Multiple consumers for Request/Response in MassTransit


Reading documentation of MassTransit I've found the following statement: "Multiple consumers connected to the same receive endpoint are fine, requests will be load balanced across the connected consumers." However, this doesn't work for me. My configuration looks as follows:

builder.Services.AddMassTransit(configure =>
{
    configure.SetKebabCaseEndpointNameFormatter();
    configure.AddConsumer<ObjectCreatedEventHandlerFirst>()
        .Endpoint(x => { x.Name = "custom-endpoint"; });
    configure.AddConsumer<ObjectCreatedEventHandlerSecond>()
        .Endpoint(x => { x.Name = "custom-endpoint"; });
    configure.AddRequestClient<ObjectCreatedEvent>(new Uri("exchange:custom-endpoint"));
    configure.UsingRabbitMq((context, cfg) =>
    {
        cfg.Host(rabbitMqSettings.Host, h =>
        {
            h.Username(rabbitMqSettings.User);
            h.Password(rabbitMqSettings.Password);
        });
        cfg.ConfigureEndpoints(context);
    });
});

Request initiator:

    app.MapGet("/",
    async (IRequestClient<ObjectCreatedEvent> requestClient) =>
    {
        var response =
            await requestClient.GetResponse<ObjectDeletedEvent>(
                new(Guid.NewGuid(), "123"));
        return response.Message.Name;
    });

Consumers:

    public class ObjectCreatedEventHandlerFirst
        : IConsumer<ObjectCreatedEvent>
    {

        public async Task Consume(ConsumeContext<ObjectCreatedEvent> context)
        {
            await context.RespondAsync<ObjectDeletedEvent>(
                new(Guid.NewGuid(), "1"));
        }
    }

    public class ObjectCreatedEventHandlerSecond
        : IConsumer<ObjectCreatedEvent>
    {
        public async Task Consume(ConsumeContext<ObjectCreatedEvent> context)
        {
            await context.RespondAsync<ObjectDeletedEvent>(
                new(Guid.NewGuid(), "2"));
        }
    }

I thought that both consumers will compete for a message and , eventually, only one will be executed. But in reality both of them are executed concurrently.

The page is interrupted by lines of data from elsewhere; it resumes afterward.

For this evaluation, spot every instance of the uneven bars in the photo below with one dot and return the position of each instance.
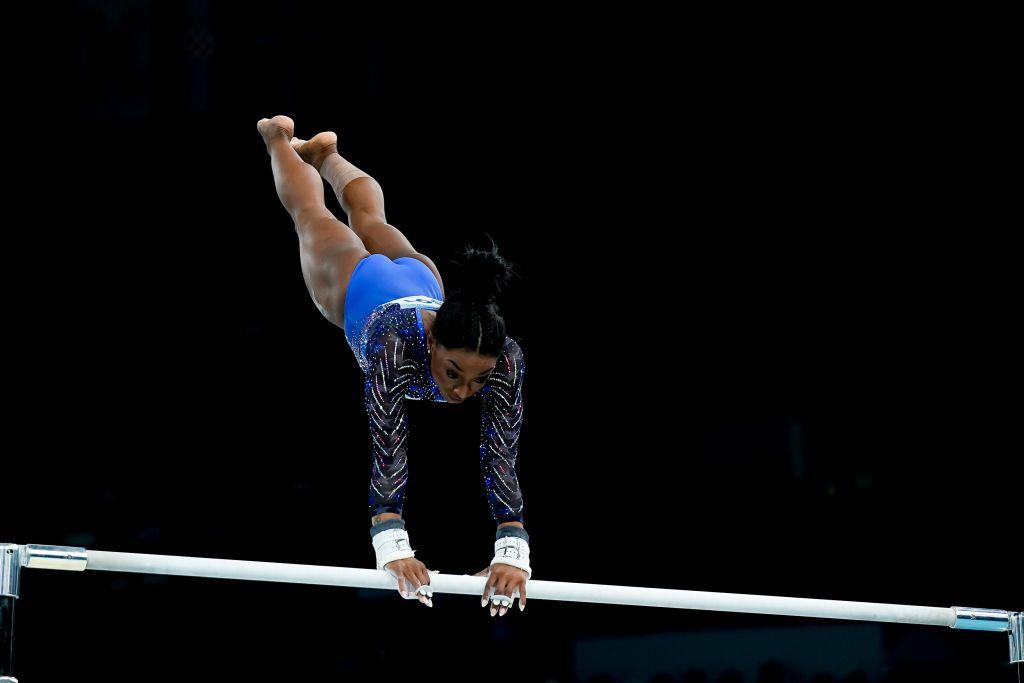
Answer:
(13, 557)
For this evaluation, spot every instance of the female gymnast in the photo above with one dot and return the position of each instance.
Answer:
(413, 343)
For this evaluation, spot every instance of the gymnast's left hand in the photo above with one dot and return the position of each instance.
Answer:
(504, 580)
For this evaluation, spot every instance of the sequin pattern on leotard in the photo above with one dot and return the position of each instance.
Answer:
(397, 369)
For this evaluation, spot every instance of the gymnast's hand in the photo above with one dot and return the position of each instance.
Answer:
(414, 580)
(505, 580)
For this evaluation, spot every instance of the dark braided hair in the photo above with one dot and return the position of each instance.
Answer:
(469, 317)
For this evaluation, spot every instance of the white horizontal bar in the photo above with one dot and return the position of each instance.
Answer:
(536, 590)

Hence, I have a question. Do I have any mistakes in configuration or my entire assumtion about behaviour is wrong ?


Solution

  • Your assumption is wrong, or misunderstood. Multiple services instances with the same consumer on the same receive endpoint (queue) will be loaded balanced.

    If you configure multiple MassTransit consumers of the same message type on a single queue, all of those consumers will consume each message concurrently. If you configure multiple MassTransit consumers of different message types on a single queue, the message is only consumed by the consumers of the specific message type.

    The behavior I think you're referencing above is scaling-out, which is different and refers to service instances.